Quasiparticle tunneling in a periodically driven bosonic Josephson junction
Bettina Gertjerenken, Martin Holthaus

TL;DR
This paper predicts and analyzes quantum beating effects in a driven bosonic Josephson junction, revealing a method to probe highly entangled mesoscopic states through dynamical tunneling phenomena.
Contribution
It introduces the concept of quantum beating between Trojan states in a driven bosonic Josephson junction and links it to dynamical tunneling and entanglement detection.
Findings
Quantum beating occurs between symmetry-related Trojan states.
The beating timescales are long compared to the driving period.

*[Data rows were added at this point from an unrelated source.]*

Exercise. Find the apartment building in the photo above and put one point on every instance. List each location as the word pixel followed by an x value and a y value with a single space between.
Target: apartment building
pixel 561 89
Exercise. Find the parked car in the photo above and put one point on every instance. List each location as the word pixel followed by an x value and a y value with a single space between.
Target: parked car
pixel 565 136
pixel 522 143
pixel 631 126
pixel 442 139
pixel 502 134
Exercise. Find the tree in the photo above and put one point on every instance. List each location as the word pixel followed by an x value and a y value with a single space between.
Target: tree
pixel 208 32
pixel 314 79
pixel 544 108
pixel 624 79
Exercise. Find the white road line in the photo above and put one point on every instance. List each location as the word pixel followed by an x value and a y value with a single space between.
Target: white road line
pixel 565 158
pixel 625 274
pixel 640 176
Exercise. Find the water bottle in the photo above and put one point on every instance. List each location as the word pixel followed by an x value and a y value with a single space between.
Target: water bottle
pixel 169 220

The phenomenon offers a robust way to probe entangled mesoscopic states.
Abstract
A resonantly driven bosonic Josephson junction supports stable collective excitations, or quasiparticles, which constitute analogs of the Trojan wave packets previously explored with Rydberg atoms in strong microwave fields. We predict a quantum beating effect between such symmetryrelated many-body Trojan states taking place on time scales which are long in comparison with the driving period. Within a mean-field approximation, this quantum beating can be regarded as a manifestation of dynamical tunneling. On the full N-particle level, the beating phenomenon leads to an experimentally feasible, robust strategy for probing highly entangled mesoscopic states.